With regards to Irish produce, his favourite producers would be Garryhinch for their organic mushrooms, and he notes Artizan Food who have a lot of great local Irish producers that they source from as well. He mentions Riversfield Organic farms, and Mark from Veginity too.

Now for a quick-fire round!

Malte Half glas restaurant

Favourite ingredient? A very German answer, much like the Irish – potatoes!

Restaurant you’ll never get sick of visiting? Cornucopia – “They’re cool now but [he’s known them for] over 20 years, when no one even understood being plant-based!” He also notes McNally’s Farm for their salads and Pickle.

Favourite travel destination for food? He notes his recent visit to Mexico, where it was all about “meat, and more meat, then a little bit of meat on the side”. But, his favourite is Germany, for their large range of plant-based restaurants.

A memorable vegetarian dish?
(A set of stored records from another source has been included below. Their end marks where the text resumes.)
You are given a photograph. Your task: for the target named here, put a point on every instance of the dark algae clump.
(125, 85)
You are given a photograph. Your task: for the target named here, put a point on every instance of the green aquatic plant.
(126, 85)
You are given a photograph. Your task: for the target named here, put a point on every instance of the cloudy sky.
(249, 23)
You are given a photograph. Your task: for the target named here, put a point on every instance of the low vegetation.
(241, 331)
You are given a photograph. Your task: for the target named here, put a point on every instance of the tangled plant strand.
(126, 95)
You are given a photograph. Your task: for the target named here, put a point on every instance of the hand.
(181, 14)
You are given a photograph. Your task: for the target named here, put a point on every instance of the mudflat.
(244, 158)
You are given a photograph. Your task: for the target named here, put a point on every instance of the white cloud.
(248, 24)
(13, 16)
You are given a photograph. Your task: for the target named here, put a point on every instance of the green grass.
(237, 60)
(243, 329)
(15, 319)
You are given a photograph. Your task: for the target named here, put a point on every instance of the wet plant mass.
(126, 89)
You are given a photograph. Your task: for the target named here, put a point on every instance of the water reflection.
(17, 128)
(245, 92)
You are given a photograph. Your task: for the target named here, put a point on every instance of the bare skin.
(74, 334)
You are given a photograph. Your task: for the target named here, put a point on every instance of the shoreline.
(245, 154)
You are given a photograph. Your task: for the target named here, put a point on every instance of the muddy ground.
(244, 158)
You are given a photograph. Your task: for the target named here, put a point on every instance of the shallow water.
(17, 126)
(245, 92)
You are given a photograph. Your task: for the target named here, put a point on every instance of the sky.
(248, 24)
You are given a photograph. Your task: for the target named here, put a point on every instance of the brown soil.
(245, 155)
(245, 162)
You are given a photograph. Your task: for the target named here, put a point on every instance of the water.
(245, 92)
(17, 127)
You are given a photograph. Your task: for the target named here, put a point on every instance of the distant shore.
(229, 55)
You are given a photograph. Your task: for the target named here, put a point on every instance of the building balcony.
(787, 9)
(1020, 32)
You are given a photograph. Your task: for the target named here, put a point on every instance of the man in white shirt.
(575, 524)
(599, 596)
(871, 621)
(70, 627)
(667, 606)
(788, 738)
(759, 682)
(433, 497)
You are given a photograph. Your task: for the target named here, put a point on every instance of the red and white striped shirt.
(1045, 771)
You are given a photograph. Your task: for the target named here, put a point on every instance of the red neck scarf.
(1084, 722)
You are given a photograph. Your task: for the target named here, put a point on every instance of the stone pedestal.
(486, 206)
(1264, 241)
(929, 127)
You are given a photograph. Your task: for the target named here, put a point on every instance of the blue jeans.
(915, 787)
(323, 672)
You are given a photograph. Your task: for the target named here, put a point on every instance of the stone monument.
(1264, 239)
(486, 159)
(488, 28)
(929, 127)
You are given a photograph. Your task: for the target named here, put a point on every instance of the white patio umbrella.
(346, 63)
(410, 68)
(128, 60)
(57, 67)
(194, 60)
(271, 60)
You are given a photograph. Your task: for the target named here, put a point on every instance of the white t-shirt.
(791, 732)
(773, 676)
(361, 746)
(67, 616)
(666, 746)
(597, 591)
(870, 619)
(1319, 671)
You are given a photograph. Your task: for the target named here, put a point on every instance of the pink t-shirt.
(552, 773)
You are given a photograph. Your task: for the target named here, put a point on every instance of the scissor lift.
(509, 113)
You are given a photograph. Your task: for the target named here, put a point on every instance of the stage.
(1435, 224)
The fermented potato bread and Kale Pesto dish from Amass in Copenhagen (sadly now closed down!)

Favourite food memory? Christmas – friends and family, enjoying food together. He notes that during Christmas, he does a dinner for all the staff, using Seitan Mushroom roulade, a cranberry and apricot sauce, dumplings filled with mushrooms… he can’t wait for it!

Worst thing you’ve ever eaten? A restaurant in Poland – “They were trying to push the boundaries and made a pork belly with a rosewater donut, and it was minging!”

Best cuisine for vegetarian food? Indian, and after that, Chinese.

Malte Half glas restaurant

Favourite cuisine to cook and eat? German, with influences of certain techniques from Japan, China and India. Also, he makes a lot of food with Indian influences at home – like an Indian spice bag for hangover food!

What do you cook at home when you feel lazy? “Defrosting a chilli I made earlier!” – I asked him what he uses in his chillies, he says he uses lentils or soy protein and he cooks it for 5 or 6 hours.

Favourite vegetarian/vegan cookbook? Wizards Cookbook by Woni embark, for it’s techniques, though it’s not plant-based, but Flora by Nils Henkel is a great vegetarian and plant based book, though there’s no English translation. He also notes the Green Cookbook by Cornucopia.

If you’re stuck on an island and could only eat one thing? Pizza! (But without cheese – he says vegan cheese tastes like plastic). His favourite pizza place is Pesto Kitchen in Balbriggan.

Favourite thing about working in the Irish food industry? “The amount of different nationalities you meet. I don’t think I would have had the same experience in Germany.”

Best piece of advice you’ve ever received? “Trust your instincts, believe in yourself.”

Interview by Sara Abdulmagid

I’m a Palestinian who grew up in Cyprus and moved to Dublin in 2013, so I’ve had a mishmash of different cultures and cuisines surrounding me my whole life. I’m an avid foodie, and after realising that life as a lawyer was not for me, I studied media and became a radio host for Dublin City FM. I’m now writing for TheTaste full time, but I also have my own food blog where you can find a mixture of restaurant reviews and the occasional recipe. I talk a lot about being Palestinian; to be honest, I talk a lot in general. That’s why I did radio!